Cummings hatte tatsächlich von Kindern, die in ihrem Kot sitzen, gesprochen, aber seine Behauptung ist weder falsch noch irreführend. Wie die Kinderärzte-Vereinigung American Academy of Pediatrics nach einem Besuch von US-Internierungslagern für Migranten Ende Juni feststellte, sind die Zustände dort "wirklich schockierend" und vergleichbar mit "Folter-Einrichtungen". Ein Gestank von Urin, Kot und Schweiß habe die Mediziner getroffen, als sie eines der Lager betraten. Eine Gruppe von Anwälten befragte im Juni vor Ort 60 Kinder im Alter von fünf Monaten bis 17 Jahren. Diese hätten Körperflüssigkeiten wie Muttermilch, Urin und Schleim auf ihrer Kleidung gehabt und berichtet, dass Müttern die Windeln für ihre Babys weggenommen worden seien und es weder eine Waschmöglichkeit noch Ersatz für Kinderkleidung gäbe, wenn diese sich in die Hose gemacht hätten.
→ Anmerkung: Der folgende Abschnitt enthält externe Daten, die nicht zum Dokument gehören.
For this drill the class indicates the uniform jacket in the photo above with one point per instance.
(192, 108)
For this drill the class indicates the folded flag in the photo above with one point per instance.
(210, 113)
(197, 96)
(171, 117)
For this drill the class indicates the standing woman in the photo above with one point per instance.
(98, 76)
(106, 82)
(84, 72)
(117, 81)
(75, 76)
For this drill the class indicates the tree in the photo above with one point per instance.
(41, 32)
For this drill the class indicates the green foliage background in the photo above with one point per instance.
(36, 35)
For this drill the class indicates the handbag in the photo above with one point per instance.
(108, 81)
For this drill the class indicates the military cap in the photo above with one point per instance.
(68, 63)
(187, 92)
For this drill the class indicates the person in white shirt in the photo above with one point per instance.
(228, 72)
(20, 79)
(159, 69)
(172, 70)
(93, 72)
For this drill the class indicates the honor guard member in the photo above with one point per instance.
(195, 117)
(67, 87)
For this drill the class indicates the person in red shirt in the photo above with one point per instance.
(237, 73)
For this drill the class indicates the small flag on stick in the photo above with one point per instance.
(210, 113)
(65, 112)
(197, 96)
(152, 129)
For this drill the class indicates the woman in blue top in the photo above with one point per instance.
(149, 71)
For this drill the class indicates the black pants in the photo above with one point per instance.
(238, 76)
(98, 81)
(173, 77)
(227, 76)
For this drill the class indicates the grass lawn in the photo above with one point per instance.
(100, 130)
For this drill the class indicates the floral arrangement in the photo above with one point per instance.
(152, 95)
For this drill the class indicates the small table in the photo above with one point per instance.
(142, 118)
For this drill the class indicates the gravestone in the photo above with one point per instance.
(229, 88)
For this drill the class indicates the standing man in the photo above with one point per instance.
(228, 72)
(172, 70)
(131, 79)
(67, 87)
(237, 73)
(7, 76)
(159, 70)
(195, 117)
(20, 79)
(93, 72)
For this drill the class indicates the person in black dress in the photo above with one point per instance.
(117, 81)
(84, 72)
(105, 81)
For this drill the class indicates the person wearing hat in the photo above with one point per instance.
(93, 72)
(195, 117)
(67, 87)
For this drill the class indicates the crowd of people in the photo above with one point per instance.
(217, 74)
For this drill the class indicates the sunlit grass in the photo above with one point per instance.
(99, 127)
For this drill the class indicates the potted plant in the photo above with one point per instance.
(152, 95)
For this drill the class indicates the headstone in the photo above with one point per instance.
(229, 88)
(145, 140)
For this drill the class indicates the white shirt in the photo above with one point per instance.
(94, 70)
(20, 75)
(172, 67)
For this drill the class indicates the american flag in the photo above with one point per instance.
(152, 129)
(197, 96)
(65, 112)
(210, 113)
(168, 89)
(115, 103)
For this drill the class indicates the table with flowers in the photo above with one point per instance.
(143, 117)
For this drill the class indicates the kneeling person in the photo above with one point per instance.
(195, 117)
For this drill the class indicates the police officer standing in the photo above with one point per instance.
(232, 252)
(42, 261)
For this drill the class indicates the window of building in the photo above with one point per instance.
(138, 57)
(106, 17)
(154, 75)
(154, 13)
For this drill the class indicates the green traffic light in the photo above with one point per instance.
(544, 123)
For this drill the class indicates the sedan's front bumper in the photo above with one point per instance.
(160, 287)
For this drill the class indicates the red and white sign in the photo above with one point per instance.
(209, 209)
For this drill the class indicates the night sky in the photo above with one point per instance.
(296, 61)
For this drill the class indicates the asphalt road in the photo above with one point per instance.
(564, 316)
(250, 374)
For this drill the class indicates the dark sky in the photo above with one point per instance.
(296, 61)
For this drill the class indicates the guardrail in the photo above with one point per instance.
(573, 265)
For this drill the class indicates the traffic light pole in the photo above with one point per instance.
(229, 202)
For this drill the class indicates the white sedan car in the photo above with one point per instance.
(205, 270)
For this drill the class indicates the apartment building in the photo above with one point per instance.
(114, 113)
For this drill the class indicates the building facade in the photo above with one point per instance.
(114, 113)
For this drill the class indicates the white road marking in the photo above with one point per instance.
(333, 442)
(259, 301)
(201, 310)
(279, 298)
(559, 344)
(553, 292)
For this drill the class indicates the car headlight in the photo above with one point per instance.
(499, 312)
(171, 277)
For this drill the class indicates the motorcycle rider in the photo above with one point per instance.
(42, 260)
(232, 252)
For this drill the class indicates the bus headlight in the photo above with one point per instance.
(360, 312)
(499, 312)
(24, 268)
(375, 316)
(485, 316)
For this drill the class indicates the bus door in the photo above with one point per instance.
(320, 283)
Das absurdeste an Mulvaneys Argument ist aber, dass Trump eine "zivilisierte Debatte" verlangt und "Ungenauigkeiten und Lügen" anprangert. Nur zur Erinnerung: Donald Trump bepöbelt, bedroht, und beschimpft seit Jahren seine Gegner auf Twitter und hat in seiner Amtszeit die ethischen Maßstäbe der amerikanischen Politik ins Wanken gebracht. Und was "Ungenauigkeiten" betrifft: Ende April wurde der US-Präsident bei seiner 10.000 Lüge erwischt, sein Rekord bis dato: 171 Lügen in nur drei Tagen.